Ed eccoci qua, di ritorno dal viaggetto di questa estate.
Non più di una settimana a disposizione, per motivi familiari, abbiamo scelto, quasi casualmente, la Romania, per motivi logistici, visto che in 90 minuti di volo effettivo da Pescara, si arriva a Bucarest.
Invece scelta decisamente felice. Il viaggio è stato piacevole, interessante e divertente. Facendo un paragone, meglio di quello dell'anno scorso, nelle repubbliche baltiche, su tutti i fronti.
Il viaggio era articolato in 4/5 giorni in giro per la Transilvania con auto a noleggio e gli ultimi due giorni a Bucarest.
Per il noleggio, avevo prenotato un'auto piccola, per praticità e mi hanno dato una Hyundai I20.
Arrivati nel primo pomeriggio a Bucarest Otopeni, abbiamo ritirato l'auto e abbiamo raggiunto la località di Sinaia, sui Carpazi, una località di soggiorno a oltre 1000 metri che definirei di stile asburgico, molto ben tenuta.
In serata, al cellulare, allarme orso in giro per la città:
Il giorno dopo, in mattinata, visita dei due castelli, il più bello Peles, e il monastero per cui è famosa questa località.
Abbiamo invece scelto di saltare il castello di Bran, quello che hanno utilizzato nei film come castello di Dracula.
Poi siamo andati a Brasov, la città più grande della zona che abbiamo visitato, anche questa bella e ben tenuta e abbiamo fatto un walking tour guidato nel pomeriggio.
Il giorno dopo siamo partiti per Sighisoara, borgo medievale considerato quello di "Vlad Dracul". Molto carino, ma uun po' finto.

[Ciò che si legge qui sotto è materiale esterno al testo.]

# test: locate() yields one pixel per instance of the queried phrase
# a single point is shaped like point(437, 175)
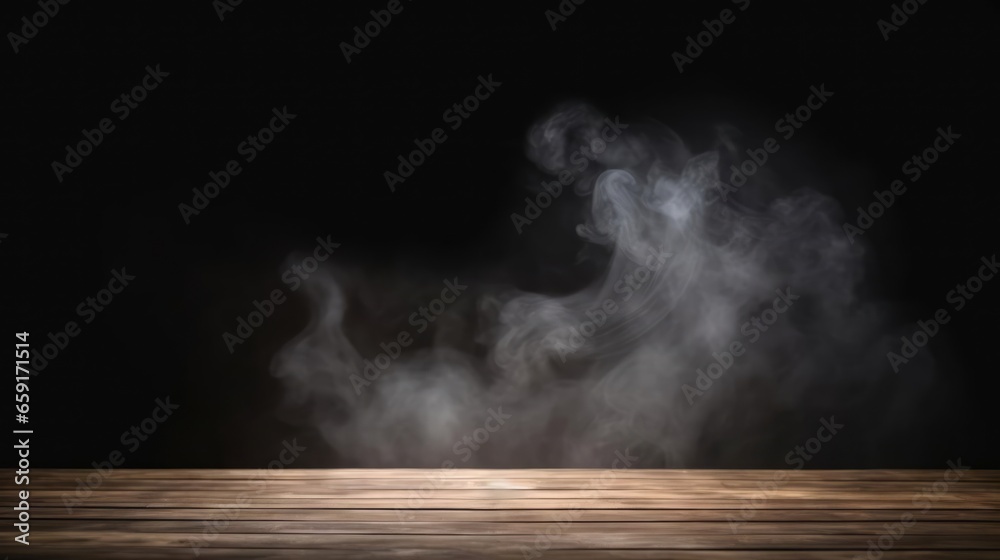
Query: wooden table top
point(580, 514)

Per strada, siamo stati in un borgo rurale, famoso per una chiesa fortificata e, in cui, ha comprato una casa anche Carlo d'Inghilterra.
Il giorno dopo ci siamo diretti a Sibiu, città non troppo nota, ma che mi è piaciuta molto. Bei, palazzi, belle vie, un sacco di gente in giro per locali anche alla sera.
Per tornare a Bucarest abbiamo scelto di percorrere la strada Transfagarasan, una strada che attraversa i Carpazi, con un tratto montano di una novantina di chilometri in cui si sale oltre i 2000 metri. Per strada abbiamo avvistato e fotografato anche due orsi. Anche se ti accostavi con la macchina ad un metro, non facevano una piega; evidentemente sono abituati.
Due giorni a Bucarest: anche qui walking tour guidato, poi abbiamo visitato il palazzo del Parlamento, il secondo edificio amministrativo più grande del mondo, dopo il Pentagono, tutto fatto con legno e marmi pregiati; una follia di Ceausescu. Visitato anche e la casa di Ceausescu, poi in giro. Quantità incredibile di bar e ristoranti; anche qui l'economia sta crescendo e, nella città di Bucarest il PIL procapite ha quasi raggiunto i 30000 € all'anno, quindi non troppo lontano dai nostri valori; nel resto della Romania è circa la metà.
Comunque, come ho scritto, viaggio molto gradevole.
La I20 si è comportata bene, con consumi irrisori: da cdb, nei tratti extraurbani, faceva, mediamente, 3,5 l/100 km. Nell'unico tratto autostradale di 150 km, con il cruise a 120 km/h, 115-116 di GPS, ha chiuso a 4,7 l/100km.